“Success teaches us nothing; only failure teaches.”
Admiral Hyman G. Rickover, address to US Naval Postgraduate School, 16 March 1954
The Importance of Understanding Why Analytic Projects Fail
Although many writers have discussed the importance of understanding the reasons for project failures, I choose a quote from Admiral Hyman G. Rickover, the father of the nuclear submarine. In just a few years, from 1950-1953, not only did he develop a controlled nuclear reactor (nuclear explosions are not controlled and obviously not suitable for powering ships), but he miniaturized it so that it would fit on a submarine, and solved a host of technical problems so that the USS Nautilus submarine became the first submarine to cross the Atlantic without surfacing and without taking on any fuel [1]. Importantly, during Rickover’s command of the nuclear submarine program, there were zero reactor accidents [1].

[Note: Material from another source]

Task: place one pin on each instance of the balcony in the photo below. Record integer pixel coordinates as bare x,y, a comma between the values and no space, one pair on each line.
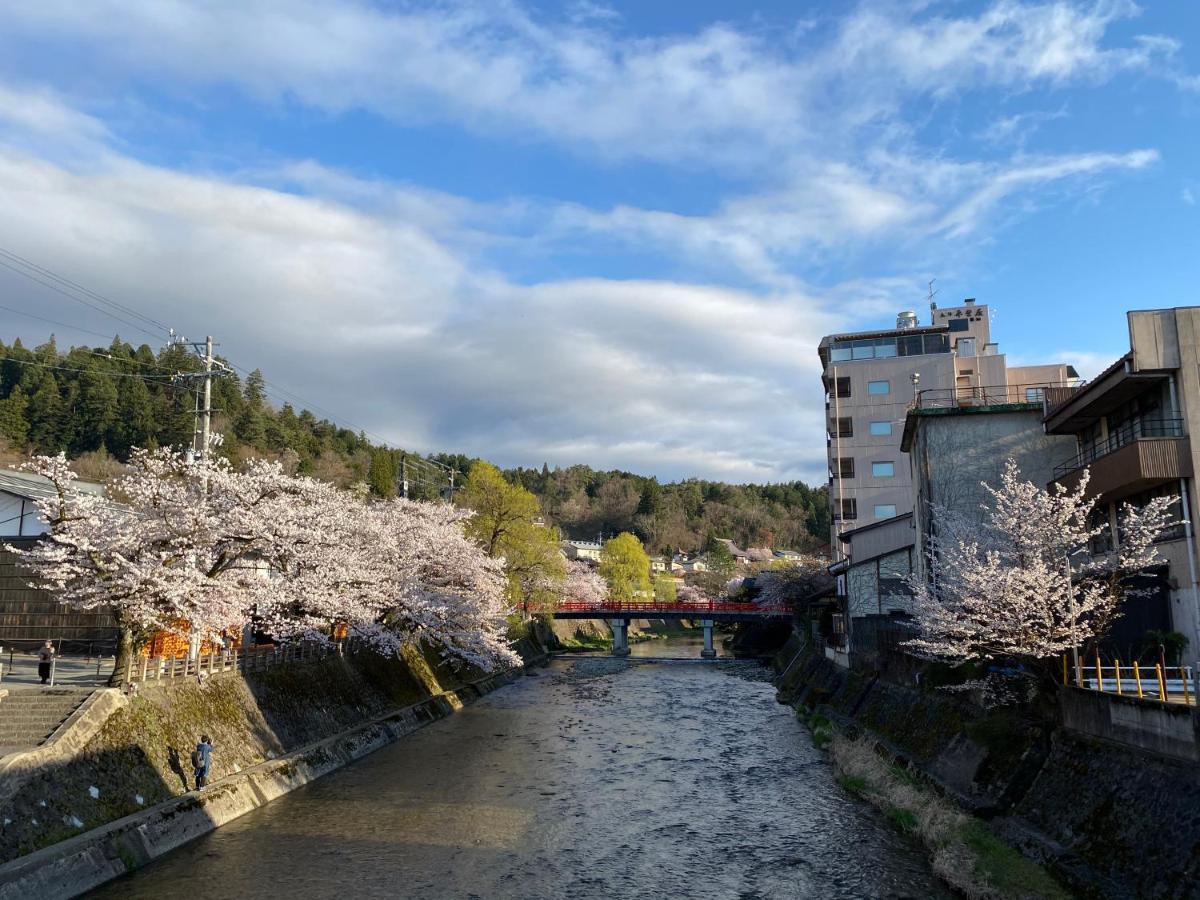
1135,457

One of Rickover’s rules was: “You must have a rising standard of quality over time, and well beyond what is required by any minimum standard [1].” These days we might phrase this as the need for process that continuously improves quality. In analytics and AI, we would apply this process of continuous improvement to ETL, to feature engineering, to model estimation, to refining the actions associated with the model outputs, and to quantifying the business value produced by the model.
The Staircase of Failure
One way of understanding why so many analytic and AI projects fail is what I call the staircase of failure. See Figure 1. For a machine learning or AI project to succeed, it must overcome many of the factors that cause many complex projects to fail, that cause many software projects to fail, and that cause many data warehousing projects to fail. I discuss this in Chapter 11 (Managing Analytic Projects) of my upcoming book The Strategy and Practice of Analytics.
Five Dimensions of Risk
When managing an analytic project, there are five important dimensions of risk to manage [2]:
- Data risk
- Deployment risk
- Technical risk
- Team risk
- The risk that the model doesn’t produce the minimum viable value (MVV) required
I have talked about two of the biggest risks several times in this blog: data risk and deployment risk. Data risk is the risk that you won’t get the data that you need for the project and deployment risk is that you won’t be able deploy the model and take actions that produce the value needed to make the model successful. The SAM Framework is one way to manage the scores produced by the model, the associated actions that produce value, and measures to track the value produced.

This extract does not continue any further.